Instalar una especie de “filtro parental” en un entorno profesional supone una actitud claramente paternalista, condescendiente y trasnochada. Tratar a tus empleados como si fuesen tus hijos pequeños, y tomar decisiones por ellos sobre los contenidos a los que pueden acceder y a los que no es, sencillamente, una actitud de empresa anclada en el pasado, un absurdo conceptual. Las personas que trabajan en una compañía son adultos a todos los efectos, y deben ser tratados como tales. Eso no implica, obviamente, renunciar a todo control: si alguien de manera reiterada utiliza el tiempo o los recursos corporativos para acceder a contenidos considerados inapropiados, o se pasa las horas escribiendo en Facebook en lugar de trabajar, recriminar su actitud resulta completamente razonable, como puede serlo el ponerle directamente de patitas en la calle si además esa actitud coincide con un rendimiento muy por debajo de sus objetivos. Que alguien utilice la red de la compañía para descargarse una película o para consumir pornografía de manera habitual en horas de trabajo no es simplemente un posible problema para la compañía por el hecho en sí, sino algo mucho peor: supone constatar que uno de sus empleados es un completo imbécil, y muy posiblemente no debería estar en ese puesto de trabajo. Si simplemente le ponemos un filtro contra el que estrella sus pretensiones, el problema aparentemente desaparece, pero no es así: el problema continúa, porque seguimos teniendo un empleado que sigue siendo un completo imbécil. Y trabajar con imbéciles no suele ser una buena idea.

Tampoco tiene sentido dedicar recursos corporativos a la vigilancia intensiva. Que una persona acceda alguna vez a algún recurso considerado “no adecuado” no quiere decir nada, y puede ser fruto de mil cuestiones perfectamente justificables. Espiar toda actividad en la red corporativa como si estuviésemos trabajando con una panda de delincuentes peligrosos o montar un “Tribunal de la Santa Inquisición” como si se tratase de adolescentes calenturientos supone una actitud paranoica y absurda, que no puede conducir a nada bueno.

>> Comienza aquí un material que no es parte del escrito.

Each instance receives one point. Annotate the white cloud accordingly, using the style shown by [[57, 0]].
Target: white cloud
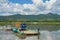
[[38, 7]]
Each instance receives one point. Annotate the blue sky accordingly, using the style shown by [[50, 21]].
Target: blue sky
[[21, 1], [24, 1], [29, 7]]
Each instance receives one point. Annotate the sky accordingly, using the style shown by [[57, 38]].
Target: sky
[[29, 7]]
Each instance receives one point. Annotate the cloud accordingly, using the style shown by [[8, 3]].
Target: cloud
[[38, 7]]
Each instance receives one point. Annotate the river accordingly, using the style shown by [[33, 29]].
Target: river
[[44, 35]]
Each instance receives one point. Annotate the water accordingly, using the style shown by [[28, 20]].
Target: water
[[44, 35]]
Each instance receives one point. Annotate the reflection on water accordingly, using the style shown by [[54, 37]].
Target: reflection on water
[[45, 35]]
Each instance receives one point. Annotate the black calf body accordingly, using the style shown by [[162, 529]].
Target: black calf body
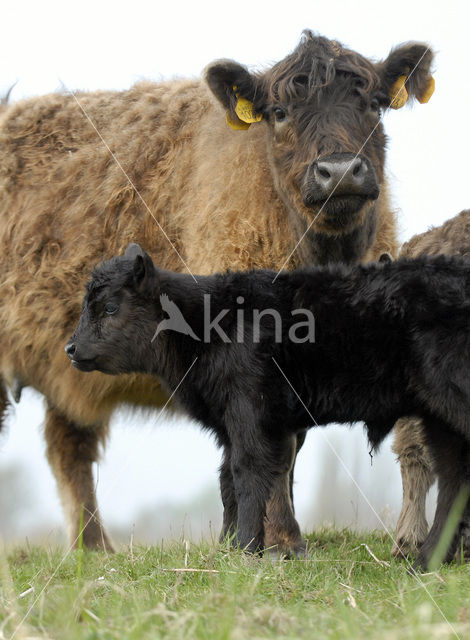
[[391, 339]]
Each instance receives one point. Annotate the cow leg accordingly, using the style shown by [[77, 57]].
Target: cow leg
[[417, 477], [227, 492], [3, 402], [71, 451], [282, 531], [450, 455]]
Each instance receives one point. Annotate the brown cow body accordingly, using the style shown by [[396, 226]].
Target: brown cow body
[[451, 238], [225, 199]]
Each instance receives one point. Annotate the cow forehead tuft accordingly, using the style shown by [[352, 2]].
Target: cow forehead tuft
[[320, 61]]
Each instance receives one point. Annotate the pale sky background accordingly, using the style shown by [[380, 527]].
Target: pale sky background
[[110, 45]]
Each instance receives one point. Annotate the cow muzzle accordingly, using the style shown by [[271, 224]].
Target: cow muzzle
[[81, 361], [340, 183]]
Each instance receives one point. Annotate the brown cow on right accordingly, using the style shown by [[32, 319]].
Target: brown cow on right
[[298, 179], [451, 238]]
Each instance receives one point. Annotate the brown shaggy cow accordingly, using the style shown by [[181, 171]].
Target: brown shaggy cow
[[451, 238], [310, 168]]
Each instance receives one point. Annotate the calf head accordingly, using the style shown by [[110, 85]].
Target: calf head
[[322, 108], [114, 331]]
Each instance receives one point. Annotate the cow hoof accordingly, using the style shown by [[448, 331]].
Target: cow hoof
[[299, 552], [403, 548]]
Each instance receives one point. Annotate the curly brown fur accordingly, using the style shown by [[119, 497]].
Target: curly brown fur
[[451, 238]]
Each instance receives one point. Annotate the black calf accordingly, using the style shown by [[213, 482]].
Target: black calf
[[369, 343]]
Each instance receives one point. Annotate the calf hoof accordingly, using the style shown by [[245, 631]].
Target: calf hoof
[[403, 547]]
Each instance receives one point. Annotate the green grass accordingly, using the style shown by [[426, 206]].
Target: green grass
[[348, 588]]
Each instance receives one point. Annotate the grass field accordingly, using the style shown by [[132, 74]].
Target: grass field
[[348, 588]]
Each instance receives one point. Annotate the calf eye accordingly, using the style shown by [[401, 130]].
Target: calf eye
[[279, 114], [110, 308]]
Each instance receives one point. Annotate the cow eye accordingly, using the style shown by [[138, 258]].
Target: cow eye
[[279, 114], [110, 308]]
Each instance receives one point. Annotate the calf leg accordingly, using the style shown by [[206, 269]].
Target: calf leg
[[71, 451], [282, 531], [256, 470], [450, 455], [227, 492], [417, 476]]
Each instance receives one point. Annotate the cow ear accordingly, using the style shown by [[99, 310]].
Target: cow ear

Una actitud que debería considerarse muy poco sana en un departamento de IT corporativo. Por otro lado, en el mundo en que vivimos, esos filtros son completamente ineficientes, salvo que a la compañía le dé por tratar de bloquearlo absolutamente todo y termine por convertir la experiencia de trabajo en algo absurdo. Habitualmente, basta con cambiar las DNS localmente en el ordenador a las DNS públicas de Google (8.8.8.8 y 8.8.4.4), o con agregar la dirección IP al archivo HOSTS para evitar el paso por OpenDNS. O simplemente, con acceder desde el smartphone. Quien quiera perder el tiempo en horas de trabajo con contenidos a los que se accede mediante una pantalla, lleva una en el bolsillo con un nivel de control corporativo bastante complicado, salvo que la compañía se quiera convertir en una especie de sucursal enfermiza de la NSA. 

Los filtros de contenido corporativos son, sencillamente, una mala idea que permanece ahí porque muy pocos se han planteado ponerse a reflexionar sobre su sentido. Resulta mucho más rentable y positivo implantar una política que se centre en tratar a las personas como los adultos que realmente son, y tratar de librarse de aquellos que no lo sean. Todo filtro, por aparentemente bueno que sea, termina en algún momento por filtrar de más y por generar problemas. Pero sobre todo, los filtros suponen una actitud absurda y fuera de lugar en una empresa moderna, un paternalismo injustificable que suele ser síntoma de otros problemas de gestión más profundos. Los trabajadores, en general, funcionan mucho mejor cuando se les trata como adultos.